5- Yo decido? que ingresa a mi interior

Nadie puede ingresar a nuestro interior creencias, religiones, dolores, ni las malas intenciones de los demás, si no lo permitimos.

El hombre toma del exterior lo que quiere tomar y lo deposita dentro de él. Las cosas buenas y las cosas malas, el hombre las toma y las deposita en su corazón, en sus sentimientos, en su mente, en sus recuerdos, en el interior de su ser. Pero nadie puede entrar a afectar para dañar a otra persona, si esta persona no lo acepta, si esta persona no lo ingresa, si no le permite a esa persona ingresarlo dentro de sí.

El hombre siente alegría, tristeza, temor, se siente grande o se siente pequeño, se siente feliz o desgraciado por su propia decisión. A alguien lo pueden estar golpeando, lo pueden estar humillando, escupiendo, sobajando, pero si él decide no sentir eso que los demás quieren que sienta él, no lo va a sentir. Va a mirar al mundo con indiferencia y va a sonreír y va a saber, que quienes lo humillan, quienes lo escupen, quienes lo sobajan, no son más que unos enajenados, que quieren afectar su interior sin lograrlo.

Uno puede sentirse como decide sentirse. Nadie es culpable de nuestros sentimientos, de nuestra tristeza, de nuestro llanto, de nuestro dolor, de nuestra alegría, ni de nuestra euforia. Uno es quien es dueño de sí mismo y de sus sentimientos. Es uno quien los provoca, es uno quien decide sentirse triste, feliz, desgraciado, eufórico, grande o pequeño, o perdido en el camino.

Es uno el que decide, porque es uno quien está dentro de uno, no las circunstancias, no las cosas malas o buenas de los demás. Es uno quien hace que las cosas sean buenas o malas en su interior.

Hay gente que quiere que uno sea feliz o quiere que uno sea desgraciado. Esa gente no puede decidir por uno, la decisión es de uno mismo, por eso yo conmino a cada individuo que quiera renacer en si mismo: A entender, que nosotros, que nuestro pasado, que nuestras tristezas, que nuestras desgracias, que nuestras creencias y que nuestros sufrimientos son parte del pasado. El pasado es muerte, por ello hay que enterrarlo.

Entendamos que nuestros sufrimientos, nuestras desgracias, nuestros dolores, nuestras creencias, nuestro fanatismos, nuestras tristezas, nuestros traumas, nuestros sinsabores, nuestra amargura del pasado ya son muerte.
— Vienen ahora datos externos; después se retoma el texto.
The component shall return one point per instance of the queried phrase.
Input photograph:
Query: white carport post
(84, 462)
Debemos de enterrarlos, debemos olvidarlo. Nosotros debemos de matar a nuestro ser del pasado, debemos entender que ya está muerto y enterrarlo.

Que triste es ver a la gente con sus creencias, con sus credos, con sus traumas, con sus sus dolores y sus temores cargándolos. Cargando sus cadáveres, cargando su pasado, arrastrándolo, porque no se atreven a sepultarlo. No comprenden que el pasado, sus temores y sus creencias, todo eso cada día que está pasando, es parte del pasado y es nuestro ser que está muriendo, por ello debemos enterrarlo, para ir por mas luz, para ir por el futuro.
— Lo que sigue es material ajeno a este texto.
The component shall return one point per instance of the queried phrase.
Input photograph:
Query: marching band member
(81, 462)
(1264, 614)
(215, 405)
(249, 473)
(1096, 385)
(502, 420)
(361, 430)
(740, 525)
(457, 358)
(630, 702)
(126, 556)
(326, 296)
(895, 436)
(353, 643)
Es triste ver a la gente, con sus cadáveres del pasado arrastrándolos y más triste es cuando esos cadáveres reviven para atacar en el presente y provocar sufrimiento. Es triste, porque sus cadáveres reviven y reviven para recordar sus traumas, sus dolores sus tristezas, sus miedos, su ignorancia y sus creencias. Reviven para recordarles que van a morir, que van caminando sin tener camino y sin tener destino. Es patético. Esa gente está condenada a la muerte, porque el cadáver que fueron en el pasado, a cada instante irá matando a su presente, irá alcanzando a su presente y en cualquier presente morirán definitivamente y ya no tendrán otro mañana.
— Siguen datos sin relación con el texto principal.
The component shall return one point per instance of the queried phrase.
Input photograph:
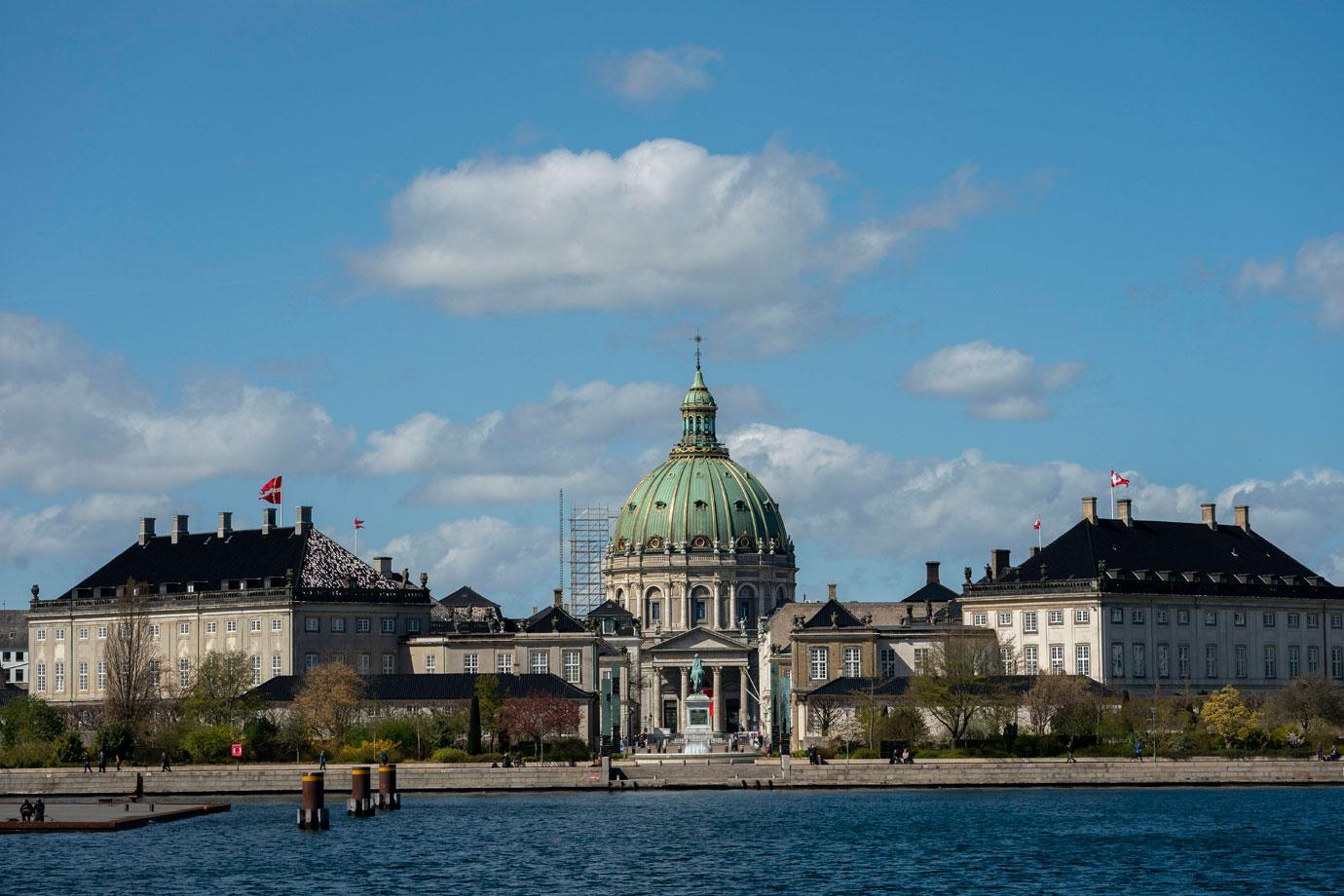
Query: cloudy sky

Quien sepa enterrar a su cadáver del pasado, tendrá la luz y tendrá el camino. Tendrá un destino, y la muerte jamás lo alcanzará, porque él enterrará a la muerte y con ella al dolor y a la tristeza, para volver a renacer, con la esperanza y la sabiduría que da la sapiencia de saber enterrar el pasado a cada momento que está quedando atrás. Hay que enterrar al cadáver que es uno con sus sufrimientos, sus traumas y sus dolores. Enterrar ese cadáver e ir hacia delante por el renacimiento, por la luz, por el futuro, por el camino que tiene un destino: El destino seguro que es la gloria y la trascendencia.

Triste y desgraciado el que se queda con su cadáver del pasado, porque cadáver en el presente ya es.

Dichoso y vivo es el que va hacia delante, hacia el futuro, hacia la gloria.